完全少人数制宮田塾の方では、小学1年生も指導させてもらっていますが、彼・彼女らが漢字を書いているところを見ていると、書き順があやふやなことが結構あります。書き順に関する問題は比較的正答率の低いところだと言えるでしょう。
特によく間違いを見かけるのが、「右」と「左」の筆順です。
「漢辞海」から引用
指導の方法はこうです。
「右」は右側の画から書き出す→つまり、「ノ」の方から書く
「左」は左側の画から書き出す→つまり、「一」の方から書く
こう指導すれば、大抵の生徒は間違わなくなります。
生徒に話すのはここまで。
ここからは大人向きの話。
教えていて言うのも何ですが、私などは、そもそもこんなことを覚える意味があるのかどうか自体疑問に思います。文部科学省の示す「筆順・書き順」そのものが極めて不合理なものだからです。
この点、書き始めるとどんどん長くなるので、深入りはしませんが、漢字の書き順は厳密に定まっているものではありません。大原則(左から右・上から下)さえ守っていれば問題はない。
偉そうに言わせてもらうと、文部科学省の示す「筆順・書き順」を金科玉条のように奉ずるのは、小学校漢字教育の悪癖だと思います。漢字学的に見て、ほとんど意味のない些末な知識を無批判に受け入れて垂れ流すような指導は、できれば止めて欲しいんですよね。塾としても振り回されておりまして(笑)。
そもそも漢字って、もっと自由な文字だと思います。象形文字を考えてみて下さい。さかなの絵が「魚」に、うまの絵が「馬」になったわけですよね。「絵」に書き順があるというのは奇妙なことです。漢字の祖国中国で、筆順を細かく学ぶという話も聞いたことがありません(そもそも日本とは大きく筆順が違うらしい)。
<参考記事>
中国と日本では、漢字の筆順が違うようですが、どうしてでしょうか?|漢字文化資料館
(筆順制定に至る経緯が分かってとても面白い)
私のような軽輩が言っても説得力はありませんが、漢字学の大家でいらっしゃる白川静先生や藤堂明保先生も、筆順不要論を唱えていらっしゃったはず。現場にいる者からすると、書き順への過度の拘泥は、漢字教育の面で弊害が大きいと思われてなりません。
だいたい、上記の「右」と「左」なんかは、その最たる例だと思います。
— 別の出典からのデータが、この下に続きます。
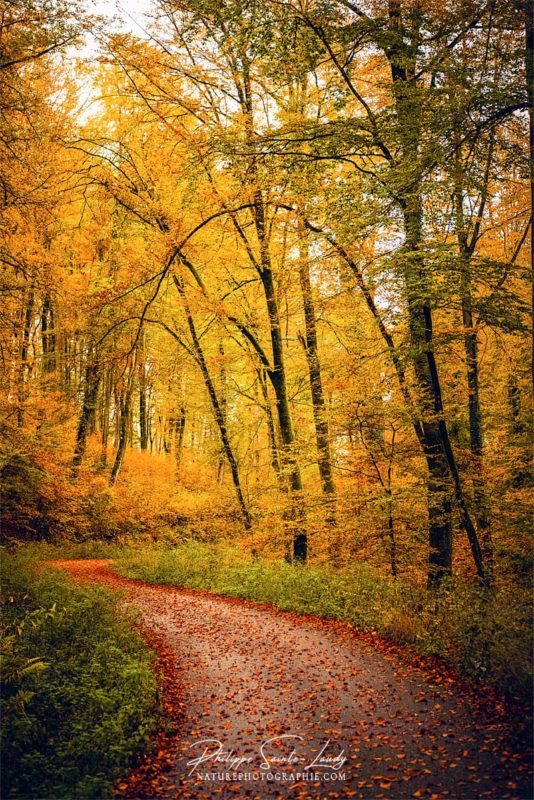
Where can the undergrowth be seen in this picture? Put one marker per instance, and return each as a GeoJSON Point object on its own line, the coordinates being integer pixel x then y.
{"type": "Point", "coordinates": [486, 637]}
{"type": "Point", "coordinates": [79, 695]}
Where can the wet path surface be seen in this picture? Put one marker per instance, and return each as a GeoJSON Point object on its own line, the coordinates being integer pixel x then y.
{"type": "Point", "coordinates": [271, 704]}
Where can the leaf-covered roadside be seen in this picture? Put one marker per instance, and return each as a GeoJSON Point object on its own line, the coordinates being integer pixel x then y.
{"type": "Point", "coordinates": [485, 636]}
{"type": "Point", "coordinates": [79, 694]}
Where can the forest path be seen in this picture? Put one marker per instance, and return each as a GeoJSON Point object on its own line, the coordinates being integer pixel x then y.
{"type": "Point", "coordinates": [280, 692]}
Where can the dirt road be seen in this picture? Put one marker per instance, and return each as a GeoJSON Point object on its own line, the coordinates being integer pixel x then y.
{"type": "Point", "coordinates": [270, 704]}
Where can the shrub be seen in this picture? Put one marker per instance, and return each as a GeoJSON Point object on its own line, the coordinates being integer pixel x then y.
{"type": "Point", "coordinates": [79, 696]}
{"type": "Point", "coordinates": [485, 636]}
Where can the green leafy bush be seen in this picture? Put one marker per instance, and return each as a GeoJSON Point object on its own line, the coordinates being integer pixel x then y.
{"type": "Point", "coordinates": [79, 695]}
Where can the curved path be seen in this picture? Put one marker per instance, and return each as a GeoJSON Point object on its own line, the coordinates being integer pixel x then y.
{"type": "Point", "coordinates": [271, 704]}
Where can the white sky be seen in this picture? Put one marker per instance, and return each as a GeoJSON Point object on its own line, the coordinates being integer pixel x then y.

白川静先生の説によると、この二文字の「ナ」の部分は「手」を表しており、「ロ」「エ」の部分は祭祀に用いる器具を表します。
「ナ」の部分は同じ「手」を意味する部分なのに、文字によって書き順が変わるというのは、極めて落ち着きが悪いですよね。少なくとも、漢字を(書道的な観点ではなく)意味論的に捉えたとき、納得は極めて難しい。
そう考えると、漢字をあまり知らない小学1年生の方が、「右」と「左」の筆順を統一させていて、ある意味合理的だとも思えてくるんですよね。
ま、当方は塾ですので、成績を伸ばしてもらうことが第一義。上記のようなことはおくびにも出さず、「右は右の画から書くよ〜 左は左の画から書くよ〜」なんてニコニコと指導しております。